RANDOLPH BAXTER, Bankruptcy Judge.

Beverly A. Sanders (the Debtor) objected to an arrearage claim of $6,965.73 filed by The Money Store (TMS) on the belief that such claim was excessive and should have been in the lesser amount of $4,778.73. The Debtor only objects to that part of TMS’ claim which seeks payment of $2,172.00 characterized as “legal fees, court costs & out-of-pocket expenses”. Following a hearing on the matter and an examination of the record, generally, the Debtor’s objection is sustained in part.
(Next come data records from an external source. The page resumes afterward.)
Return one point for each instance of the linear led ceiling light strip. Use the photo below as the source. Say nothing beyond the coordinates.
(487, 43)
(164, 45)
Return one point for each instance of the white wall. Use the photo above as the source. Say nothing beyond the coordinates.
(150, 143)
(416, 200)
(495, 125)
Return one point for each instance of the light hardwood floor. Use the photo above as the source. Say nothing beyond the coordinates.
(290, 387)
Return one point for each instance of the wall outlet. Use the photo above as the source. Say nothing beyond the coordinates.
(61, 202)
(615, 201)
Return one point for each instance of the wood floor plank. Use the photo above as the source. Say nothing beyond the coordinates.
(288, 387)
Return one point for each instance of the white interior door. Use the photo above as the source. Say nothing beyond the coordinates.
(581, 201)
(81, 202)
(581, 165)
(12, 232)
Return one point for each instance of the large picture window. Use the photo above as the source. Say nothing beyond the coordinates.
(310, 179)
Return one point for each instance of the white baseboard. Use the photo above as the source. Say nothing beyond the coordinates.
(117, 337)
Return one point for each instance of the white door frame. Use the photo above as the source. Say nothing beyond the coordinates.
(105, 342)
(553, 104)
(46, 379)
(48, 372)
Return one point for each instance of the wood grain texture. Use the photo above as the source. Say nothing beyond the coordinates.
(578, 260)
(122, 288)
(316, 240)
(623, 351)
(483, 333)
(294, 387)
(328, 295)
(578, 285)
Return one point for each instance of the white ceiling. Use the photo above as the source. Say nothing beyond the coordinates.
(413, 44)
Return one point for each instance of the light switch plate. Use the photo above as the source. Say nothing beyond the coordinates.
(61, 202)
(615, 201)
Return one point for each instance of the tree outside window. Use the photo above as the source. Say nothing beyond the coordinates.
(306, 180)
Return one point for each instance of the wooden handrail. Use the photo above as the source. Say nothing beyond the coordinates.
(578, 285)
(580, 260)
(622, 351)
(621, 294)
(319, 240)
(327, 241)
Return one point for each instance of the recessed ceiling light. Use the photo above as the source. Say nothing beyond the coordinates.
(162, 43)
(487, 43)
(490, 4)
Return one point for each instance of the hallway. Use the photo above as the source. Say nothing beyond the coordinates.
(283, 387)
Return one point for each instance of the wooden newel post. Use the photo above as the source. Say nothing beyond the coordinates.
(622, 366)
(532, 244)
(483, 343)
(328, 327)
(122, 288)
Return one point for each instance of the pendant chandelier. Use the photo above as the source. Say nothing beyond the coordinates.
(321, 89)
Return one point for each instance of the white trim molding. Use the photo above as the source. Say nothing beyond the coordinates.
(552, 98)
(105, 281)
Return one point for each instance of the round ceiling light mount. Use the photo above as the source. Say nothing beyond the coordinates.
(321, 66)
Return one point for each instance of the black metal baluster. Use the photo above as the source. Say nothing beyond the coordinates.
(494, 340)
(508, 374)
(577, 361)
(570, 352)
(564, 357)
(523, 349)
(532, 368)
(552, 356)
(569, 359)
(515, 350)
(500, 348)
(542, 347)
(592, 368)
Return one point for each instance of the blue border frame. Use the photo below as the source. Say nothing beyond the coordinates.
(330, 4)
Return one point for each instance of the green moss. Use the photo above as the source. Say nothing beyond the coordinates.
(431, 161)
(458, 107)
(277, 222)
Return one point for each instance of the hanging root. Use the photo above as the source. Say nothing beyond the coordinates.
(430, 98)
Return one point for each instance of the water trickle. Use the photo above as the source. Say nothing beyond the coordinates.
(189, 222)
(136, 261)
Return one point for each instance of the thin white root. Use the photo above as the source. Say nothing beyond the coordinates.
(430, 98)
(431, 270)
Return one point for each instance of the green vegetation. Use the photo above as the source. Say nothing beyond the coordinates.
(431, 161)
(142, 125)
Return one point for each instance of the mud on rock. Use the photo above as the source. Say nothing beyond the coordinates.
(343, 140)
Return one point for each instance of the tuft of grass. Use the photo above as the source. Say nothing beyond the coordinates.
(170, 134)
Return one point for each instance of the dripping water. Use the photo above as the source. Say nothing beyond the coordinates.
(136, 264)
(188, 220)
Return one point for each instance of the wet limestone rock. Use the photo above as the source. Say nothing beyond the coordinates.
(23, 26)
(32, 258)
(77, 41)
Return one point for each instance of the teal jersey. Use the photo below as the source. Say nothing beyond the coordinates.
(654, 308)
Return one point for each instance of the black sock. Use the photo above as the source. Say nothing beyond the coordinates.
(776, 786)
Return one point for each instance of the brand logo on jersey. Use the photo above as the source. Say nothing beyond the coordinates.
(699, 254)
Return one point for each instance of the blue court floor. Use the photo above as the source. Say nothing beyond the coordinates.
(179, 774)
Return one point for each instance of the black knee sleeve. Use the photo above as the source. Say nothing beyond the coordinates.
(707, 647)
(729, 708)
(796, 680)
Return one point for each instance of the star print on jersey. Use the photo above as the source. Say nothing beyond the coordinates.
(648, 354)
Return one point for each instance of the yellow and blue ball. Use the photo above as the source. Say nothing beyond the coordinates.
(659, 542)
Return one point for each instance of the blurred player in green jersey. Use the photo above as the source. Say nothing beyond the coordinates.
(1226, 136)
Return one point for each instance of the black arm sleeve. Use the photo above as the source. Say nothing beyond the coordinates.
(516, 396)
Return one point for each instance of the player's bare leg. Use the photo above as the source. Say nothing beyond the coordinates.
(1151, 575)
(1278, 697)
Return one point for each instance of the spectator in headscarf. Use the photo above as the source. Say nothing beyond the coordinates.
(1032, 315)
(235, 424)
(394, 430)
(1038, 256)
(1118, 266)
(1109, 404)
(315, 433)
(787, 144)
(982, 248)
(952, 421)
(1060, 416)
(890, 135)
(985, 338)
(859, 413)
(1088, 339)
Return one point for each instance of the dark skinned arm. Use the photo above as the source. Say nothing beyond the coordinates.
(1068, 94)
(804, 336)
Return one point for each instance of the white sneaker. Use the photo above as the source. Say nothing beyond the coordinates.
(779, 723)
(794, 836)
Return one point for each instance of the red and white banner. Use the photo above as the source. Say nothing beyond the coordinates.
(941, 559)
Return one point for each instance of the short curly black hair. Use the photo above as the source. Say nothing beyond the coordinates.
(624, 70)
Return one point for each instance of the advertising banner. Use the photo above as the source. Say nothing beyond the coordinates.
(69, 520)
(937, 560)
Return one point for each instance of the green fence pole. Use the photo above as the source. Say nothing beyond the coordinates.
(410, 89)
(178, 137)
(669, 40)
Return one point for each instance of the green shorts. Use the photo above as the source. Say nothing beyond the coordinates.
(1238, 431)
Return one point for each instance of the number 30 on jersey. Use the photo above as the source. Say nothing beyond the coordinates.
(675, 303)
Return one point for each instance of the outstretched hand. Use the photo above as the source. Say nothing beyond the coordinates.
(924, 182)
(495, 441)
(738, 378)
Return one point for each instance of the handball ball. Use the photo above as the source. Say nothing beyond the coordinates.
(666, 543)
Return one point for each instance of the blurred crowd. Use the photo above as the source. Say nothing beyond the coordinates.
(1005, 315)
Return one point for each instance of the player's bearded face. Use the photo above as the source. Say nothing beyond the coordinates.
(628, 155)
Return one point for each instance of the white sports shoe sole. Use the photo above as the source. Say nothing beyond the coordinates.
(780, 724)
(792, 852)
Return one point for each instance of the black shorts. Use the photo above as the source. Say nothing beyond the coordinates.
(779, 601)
The Debtor owns and resides at 11420 Dove Avenue in Cleveland, Ohio. In November of 1995, she obtained a mortgage loan from TMS in an amount of $55,800.00. Her monthly mortgage payment was $530.97. Due to delinquent payments, *327 TMS commenced foreclosure proceedings on the Debtor’s residence. Subsequently, the Debtor filed for relief under Chapter 13 of the Bankruptcy Code, wherein her repayment plan (the Plan) was confirmed on or about June 9,1999, without objection from TMS.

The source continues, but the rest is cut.